The information in this article is up to date through tax year 2020 (taxes filed 2021).
Historically, a state could only tax sales by businesses with a physical nexus in the state. A nexus is simply a connection between things. But for sales tax purposes, a business was considered to have a nexus with a state if it had a physical presence, like a storefront, office, or warehouse.
A 2018 Supreme Court ruling in South Dakota v. Wayfair, Inc. changed this legislation pertaining to collecting sales tax. Now, states can require online retailers (even those without a physical presence) to collect sales tax. If you’re an online retailer, like an Etsy shop owner, it’s important to know the rules regarding sales tax, as it varies from state to state.
Which states require sales tax on online purchases?
Following this change in sales tax legislation, many states have created economic nexus standards to require certain e-commerce businesses to collect sales tax.
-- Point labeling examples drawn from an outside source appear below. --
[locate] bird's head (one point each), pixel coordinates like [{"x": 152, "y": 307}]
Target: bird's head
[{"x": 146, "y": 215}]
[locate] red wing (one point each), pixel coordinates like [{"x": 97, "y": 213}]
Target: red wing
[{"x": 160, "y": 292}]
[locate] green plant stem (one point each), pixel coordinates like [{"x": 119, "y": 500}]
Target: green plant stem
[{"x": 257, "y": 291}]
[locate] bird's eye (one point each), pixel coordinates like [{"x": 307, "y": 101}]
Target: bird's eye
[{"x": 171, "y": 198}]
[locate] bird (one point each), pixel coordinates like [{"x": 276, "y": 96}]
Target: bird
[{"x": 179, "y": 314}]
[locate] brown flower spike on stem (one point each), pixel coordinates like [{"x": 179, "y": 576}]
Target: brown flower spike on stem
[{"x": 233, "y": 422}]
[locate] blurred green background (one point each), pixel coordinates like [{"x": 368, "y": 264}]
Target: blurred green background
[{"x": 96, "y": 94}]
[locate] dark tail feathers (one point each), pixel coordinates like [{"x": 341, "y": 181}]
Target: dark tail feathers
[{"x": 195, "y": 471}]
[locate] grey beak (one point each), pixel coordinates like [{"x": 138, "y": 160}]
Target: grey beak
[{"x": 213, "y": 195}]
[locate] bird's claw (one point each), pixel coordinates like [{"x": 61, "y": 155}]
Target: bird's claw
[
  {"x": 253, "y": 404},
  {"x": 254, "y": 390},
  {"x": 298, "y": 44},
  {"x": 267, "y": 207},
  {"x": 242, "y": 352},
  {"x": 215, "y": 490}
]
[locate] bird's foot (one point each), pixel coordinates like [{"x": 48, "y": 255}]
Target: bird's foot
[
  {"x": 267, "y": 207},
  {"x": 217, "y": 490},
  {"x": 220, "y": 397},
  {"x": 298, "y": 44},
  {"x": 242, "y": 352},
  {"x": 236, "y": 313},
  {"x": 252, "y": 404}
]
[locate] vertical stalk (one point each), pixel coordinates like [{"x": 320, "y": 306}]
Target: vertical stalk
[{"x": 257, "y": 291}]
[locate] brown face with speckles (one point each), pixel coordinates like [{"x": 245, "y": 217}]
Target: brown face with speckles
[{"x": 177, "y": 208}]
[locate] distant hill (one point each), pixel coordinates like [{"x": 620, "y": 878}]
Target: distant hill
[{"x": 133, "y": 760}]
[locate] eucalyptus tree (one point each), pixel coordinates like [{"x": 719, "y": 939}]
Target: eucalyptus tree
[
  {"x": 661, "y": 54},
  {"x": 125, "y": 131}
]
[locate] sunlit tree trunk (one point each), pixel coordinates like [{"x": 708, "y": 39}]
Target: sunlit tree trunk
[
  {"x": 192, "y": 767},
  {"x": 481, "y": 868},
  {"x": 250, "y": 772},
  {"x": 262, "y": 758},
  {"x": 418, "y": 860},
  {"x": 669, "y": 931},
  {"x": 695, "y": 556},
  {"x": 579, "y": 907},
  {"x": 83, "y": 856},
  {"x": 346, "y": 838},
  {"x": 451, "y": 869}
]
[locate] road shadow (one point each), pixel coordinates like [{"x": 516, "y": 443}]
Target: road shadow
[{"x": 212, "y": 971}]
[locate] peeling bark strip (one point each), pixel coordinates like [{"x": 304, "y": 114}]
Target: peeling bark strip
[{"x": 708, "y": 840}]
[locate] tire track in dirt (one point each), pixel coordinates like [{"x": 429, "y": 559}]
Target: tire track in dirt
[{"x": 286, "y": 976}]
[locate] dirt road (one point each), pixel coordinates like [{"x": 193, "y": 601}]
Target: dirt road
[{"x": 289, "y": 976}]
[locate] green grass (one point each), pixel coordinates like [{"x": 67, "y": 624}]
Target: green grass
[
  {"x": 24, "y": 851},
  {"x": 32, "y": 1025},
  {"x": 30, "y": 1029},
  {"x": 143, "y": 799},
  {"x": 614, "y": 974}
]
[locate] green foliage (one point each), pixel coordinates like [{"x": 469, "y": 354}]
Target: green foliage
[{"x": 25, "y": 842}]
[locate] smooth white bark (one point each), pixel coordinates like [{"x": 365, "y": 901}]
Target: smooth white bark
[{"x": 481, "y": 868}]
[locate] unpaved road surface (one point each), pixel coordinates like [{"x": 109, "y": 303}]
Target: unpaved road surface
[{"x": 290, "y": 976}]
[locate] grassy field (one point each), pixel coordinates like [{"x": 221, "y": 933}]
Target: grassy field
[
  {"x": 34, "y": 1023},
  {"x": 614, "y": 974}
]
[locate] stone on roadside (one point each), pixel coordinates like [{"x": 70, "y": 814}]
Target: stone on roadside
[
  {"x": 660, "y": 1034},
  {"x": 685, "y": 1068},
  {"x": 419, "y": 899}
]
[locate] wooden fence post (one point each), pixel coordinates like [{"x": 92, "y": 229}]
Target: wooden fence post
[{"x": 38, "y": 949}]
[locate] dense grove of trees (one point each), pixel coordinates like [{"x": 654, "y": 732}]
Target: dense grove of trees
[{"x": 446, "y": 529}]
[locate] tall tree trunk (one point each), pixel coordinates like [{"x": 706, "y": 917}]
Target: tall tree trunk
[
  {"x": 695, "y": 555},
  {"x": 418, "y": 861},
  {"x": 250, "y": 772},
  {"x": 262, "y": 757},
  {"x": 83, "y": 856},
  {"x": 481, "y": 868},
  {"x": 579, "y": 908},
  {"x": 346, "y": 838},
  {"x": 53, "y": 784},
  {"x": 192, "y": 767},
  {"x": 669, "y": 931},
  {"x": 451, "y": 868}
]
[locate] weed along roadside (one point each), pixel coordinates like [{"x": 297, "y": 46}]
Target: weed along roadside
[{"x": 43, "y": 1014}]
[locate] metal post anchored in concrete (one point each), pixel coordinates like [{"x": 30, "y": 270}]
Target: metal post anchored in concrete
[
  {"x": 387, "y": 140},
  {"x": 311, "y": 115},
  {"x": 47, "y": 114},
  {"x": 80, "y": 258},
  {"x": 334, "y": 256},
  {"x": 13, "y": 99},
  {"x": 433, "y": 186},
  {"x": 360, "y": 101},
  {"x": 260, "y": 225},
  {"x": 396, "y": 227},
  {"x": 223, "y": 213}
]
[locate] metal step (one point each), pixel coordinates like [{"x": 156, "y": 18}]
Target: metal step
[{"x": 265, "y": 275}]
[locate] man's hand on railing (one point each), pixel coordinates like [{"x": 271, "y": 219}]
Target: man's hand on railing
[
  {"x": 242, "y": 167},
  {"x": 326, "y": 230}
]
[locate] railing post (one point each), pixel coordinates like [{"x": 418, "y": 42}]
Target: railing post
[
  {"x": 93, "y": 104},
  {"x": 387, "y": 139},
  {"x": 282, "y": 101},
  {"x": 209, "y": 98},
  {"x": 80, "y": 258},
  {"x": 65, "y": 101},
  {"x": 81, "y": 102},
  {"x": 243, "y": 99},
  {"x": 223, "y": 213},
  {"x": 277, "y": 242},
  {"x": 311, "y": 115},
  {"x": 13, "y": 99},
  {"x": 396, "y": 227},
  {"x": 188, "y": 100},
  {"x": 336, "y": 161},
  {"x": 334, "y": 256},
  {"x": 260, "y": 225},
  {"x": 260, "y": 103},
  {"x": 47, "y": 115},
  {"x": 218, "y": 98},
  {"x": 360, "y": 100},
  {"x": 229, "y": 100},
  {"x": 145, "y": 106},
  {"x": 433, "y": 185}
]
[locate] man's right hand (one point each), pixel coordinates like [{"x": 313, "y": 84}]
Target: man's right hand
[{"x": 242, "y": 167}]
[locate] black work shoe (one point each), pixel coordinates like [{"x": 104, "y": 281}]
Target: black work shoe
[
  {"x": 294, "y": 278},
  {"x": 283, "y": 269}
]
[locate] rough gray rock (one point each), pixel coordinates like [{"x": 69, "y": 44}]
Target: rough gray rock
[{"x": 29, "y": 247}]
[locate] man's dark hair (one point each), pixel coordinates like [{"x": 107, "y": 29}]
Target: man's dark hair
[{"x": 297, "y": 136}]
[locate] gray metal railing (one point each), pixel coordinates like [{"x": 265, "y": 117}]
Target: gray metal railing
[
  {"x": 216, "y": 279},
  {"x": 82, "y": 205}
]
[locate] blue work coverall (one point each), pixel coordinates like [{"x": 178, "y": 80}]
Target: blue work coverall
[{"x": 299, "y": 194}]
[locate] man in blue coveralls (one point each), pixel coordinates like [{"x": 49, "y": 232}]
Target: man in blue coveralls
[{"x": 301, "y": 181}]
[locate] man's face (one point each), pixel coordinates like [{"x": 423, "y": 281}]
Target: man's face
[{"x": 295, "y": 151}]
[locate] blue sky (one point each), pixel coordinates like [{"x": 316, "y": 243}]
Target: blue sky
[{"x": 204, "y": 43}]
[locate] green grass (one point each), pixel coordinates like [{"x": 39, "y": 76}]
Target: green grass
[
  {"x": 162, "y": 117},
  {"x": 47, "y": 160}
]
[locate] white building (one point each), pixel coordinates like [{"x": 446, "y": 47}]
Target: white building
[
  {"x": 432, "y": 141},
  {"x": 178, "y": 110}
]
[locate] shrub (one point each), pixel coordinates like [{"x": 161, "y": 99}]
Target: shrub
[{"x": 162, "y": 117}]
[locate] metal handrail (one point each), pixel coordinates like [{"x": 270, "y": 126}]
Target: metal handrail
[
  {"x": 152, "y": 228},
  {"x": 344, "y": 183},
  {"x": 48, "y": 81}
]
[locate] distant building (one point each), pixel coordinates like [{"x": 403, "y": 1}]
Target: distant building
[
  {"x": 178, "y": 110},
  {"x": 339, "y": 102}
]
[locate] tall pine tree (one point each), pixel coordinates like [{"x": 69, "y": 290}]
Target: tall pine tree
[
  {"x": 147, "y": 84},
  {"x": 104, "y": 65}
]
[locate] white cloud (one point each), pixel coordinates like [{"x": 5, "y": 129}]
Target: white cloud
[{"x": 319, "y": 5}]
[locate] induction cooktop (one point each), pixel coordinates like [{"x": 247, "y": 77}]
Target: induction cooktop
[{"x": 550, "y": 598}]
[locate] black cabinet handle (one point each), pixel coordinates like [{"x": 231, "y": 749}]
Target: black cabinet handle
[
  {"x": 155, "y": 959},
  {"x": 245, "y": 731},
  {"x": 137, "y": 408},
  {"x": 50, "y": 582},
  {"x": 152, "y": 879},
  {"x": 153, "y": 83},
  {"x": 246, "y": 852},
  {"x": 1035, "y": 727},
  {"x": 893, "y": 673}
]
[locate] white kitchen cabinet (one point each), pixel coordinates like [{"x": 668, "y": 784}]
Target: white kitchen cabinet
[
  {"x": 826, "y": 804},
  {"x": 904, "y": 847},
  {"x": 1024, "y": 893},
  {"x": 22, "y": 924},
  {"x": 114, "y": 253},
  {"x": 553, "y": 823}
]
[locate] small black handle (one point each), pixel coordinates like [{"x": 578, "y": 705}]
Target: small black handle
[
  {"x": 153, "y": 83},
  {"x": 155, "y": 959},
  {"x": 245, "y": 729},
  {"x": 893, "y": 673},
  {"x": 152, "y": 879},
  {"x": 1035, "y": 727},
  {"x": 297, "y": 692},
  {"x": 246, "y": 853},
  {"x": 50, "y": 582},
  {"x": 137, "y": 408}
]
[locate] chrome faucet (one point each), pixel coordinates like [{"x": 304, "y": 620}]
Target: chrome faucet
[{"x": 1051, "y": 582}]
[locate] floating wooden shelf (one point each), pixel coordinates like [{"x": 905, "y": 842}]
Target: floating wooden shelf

Each state has its own requirements, and most are intended to impose sales taxes on larger online retailers in an effort to protect small businesses. These requirements are determined by amounts set by the state, called thresholds, which are based on factors like gross sales and number of transactions.
You can see the requirements for charging online sales tax in each state here. Your state’s department of revenue website is always a reliable resource as well.
Which states have no online sales tax?
Delaware, Montana, New Hampshire, Oregon, and Alaska do not currently have a statewide sales tax or online sale sales tax. However, Alaskan localities can impose sales tax, and some are in the process of establishing online sales tax regulations.
Do I have to collect sales tax on out of country sales?
If you are an international seller with no physical presence or sales in the United States, you are not required to collect U.S. sales tax.
If you are an international seller with no physical presence in the U.S., but some of your sales are within the U.S., you may have to charge sales tax on your sales within the U.S. (depending on the requirements for the states in which you make sales).